There are two forms of cryptojacking; one is like other malware attacks and involves tricking a user into downloading a mining application to their computer. It’s far easier, however, just to lure visitors to a webpage that includes a script their web browser software runs or to embed a mining script in a common website. Another variant of this latter approach is to inject cryptomining scripts into ad networks that legitimate websites then unknowingly serve to their visitors.
The mining script can be very small – just a few lines of text that download a small program from a web server, activate it on the user’s own browser and tell the program where to credit any mined cryptocurrency. The user’s computer and electricity do all the work, and the person who wrote the code gets all the proceeds. The computer’s owner may never even realize what’s going on.
There are legitimate purposes for this sort of embedded cryptocurrency mining – if it is disclosed to users rather than happening secretly. Salon, for example, is asking its visitors to help provide financial support for the site in one of two ways: Either allow the site to display advertising, for which Salon gets paid, or let the site conduct cryptocurrency mining while reading its articles. That’s a case when the site is making very clear to users what it’s doing, including the effect on their computers’ performance, so there is not a problem. More recently, a UNICEF charity allows people to donate their computer’s processing power to mine cryptocurrency.
However, many sites do not let users know what is happening, so they are engaging in cryptojacking. Our initial analysis indicates that many sites with cryptojacking software are engaged in other dubious practices: Some of them are classified by Internet security firm FortiGuard as “malicious websites,” known to be homes for destructive and malicious software. Other cryptojacking sites were classified as “pornography” sites, many of which appeared to be hosting or indexing potentially illegal pornographic content.
The problem is so severe that Google recently announced it would ban all extensions that involved cryptocurrency mining from its Chrome browser – regardless of whether the mining was done openly or in secret.
The longer a person stays on a cryptojacked website, the more cryptocurrency their computer will mine. The most successful cryptojacking efforts are on streaming media sites, because they have lots of visitors who stay a long time. While legitimate streaming websites such as YouTube and Netflix are safe for users, some sites that host pirated videos are targeting visitors for cryptojacking.
Other sites extend a user’s apparent visit time by opening a tiny additional browser window and placing it in a hard-to-spot part of the screen, say, behind the taskbar. So even after a user closes the original window, the site stays connected and continues to mine cryptocurrency.
The amount of electricity a computer uses depends on what it’s doing. Mining is very processor-intensive – and that activity requires more power. So a laptop’s battery will drain faster if it’s mining, like when it’s displaying a 4K video or handling a 3D rendering.
Similarly, a desktop computer will draw more power from the wall, both to power the processor and to run fans to prevent the machine from overheating. And even with proper cooling, the increased heat can take its own toll over the long term, damaging hardware and slowing down the computer.

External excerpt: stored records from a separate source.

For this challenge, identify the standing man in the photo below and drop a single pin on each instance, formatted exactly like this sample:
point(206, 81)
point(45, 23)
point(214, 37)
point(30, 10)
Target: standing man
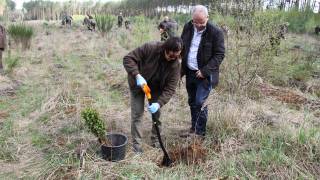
point(202, 56)
point(120, 20)
point(167, 28)
point(2, 45)
point(157, 65)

This harms not only individuals whose computers are hijacked for cryptocurrency mining, but also universities, companies and other large organizations. A large number of cryptojacked machines across an institution can consume substantial amounts of electricity and damage large numbers of computers.
Users may be able to recognize cryptojacking on their own. Because it involves increasing processor activity, the computer’s temperature can climb – and the computer’s fan may activate or run more quickly in an attempt to cool things down.

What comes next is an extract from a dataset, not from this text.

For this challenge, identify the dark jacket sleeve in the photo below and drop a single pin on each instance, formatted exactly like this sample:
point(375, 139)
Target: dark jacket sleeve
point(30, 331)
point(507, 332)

People who are concerned their computers may have been subjected to cryptojacking should run an up-to-date antivirus program. While cryptojacking scripts are not necessarily actual computer viruses, most antivirus software packages also check for other types of malicious software. That usually includes identifying and blocking mining malware and even browser-based mining scripts.

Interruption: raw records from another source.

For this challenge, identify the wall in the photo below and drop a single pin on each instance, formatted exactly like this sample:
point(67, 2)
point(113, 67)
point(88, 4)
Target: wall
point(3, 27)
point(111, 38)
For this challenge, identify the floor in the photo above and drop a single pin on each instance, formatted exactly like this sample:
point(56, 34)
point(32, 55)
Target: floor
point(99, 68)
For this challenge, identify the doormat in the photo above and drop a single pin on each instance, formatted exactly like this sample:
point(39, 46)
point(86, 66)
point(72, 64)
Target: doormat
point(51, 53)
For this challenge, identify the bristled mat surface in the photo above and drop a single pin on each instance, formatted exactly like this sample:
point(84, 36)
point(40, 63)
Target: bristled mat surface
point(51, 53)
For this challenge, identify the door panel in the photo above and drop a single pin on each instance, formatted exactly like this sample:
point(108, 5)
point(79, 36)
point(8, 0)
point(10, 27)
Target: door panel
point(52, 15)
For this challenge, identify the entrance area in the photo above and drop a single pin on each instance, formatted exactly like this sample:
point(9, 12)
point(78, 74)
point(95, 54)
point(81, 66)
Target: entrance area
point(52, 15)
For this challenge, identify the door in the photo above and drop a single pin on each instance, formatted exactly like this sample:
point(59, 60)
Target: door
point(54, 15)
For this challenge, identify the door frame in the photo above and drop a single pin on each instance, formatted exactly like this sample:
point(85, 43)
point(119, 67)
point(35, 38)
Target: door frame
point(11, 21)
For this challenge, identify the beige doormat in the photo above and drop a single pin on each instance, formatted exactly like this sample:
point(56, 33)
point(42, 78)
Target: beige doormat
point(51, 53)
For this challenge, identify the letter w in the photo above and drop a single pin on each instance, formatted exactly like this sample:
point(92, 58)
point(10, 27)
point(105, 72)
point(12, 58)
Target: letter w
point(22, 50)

Installing software updates may also help users block attacks that try to download cryptojacking software or other malicious programs to their computers. In addition, browser add-ons that block mining scripts can reduce the likelihood of being cryptojacked by code embedded in websites. Further, users should either turn off or use a strong password to secure remote services such as Microsoft’s Remote Desktop Connection or secure shell (SSH) access.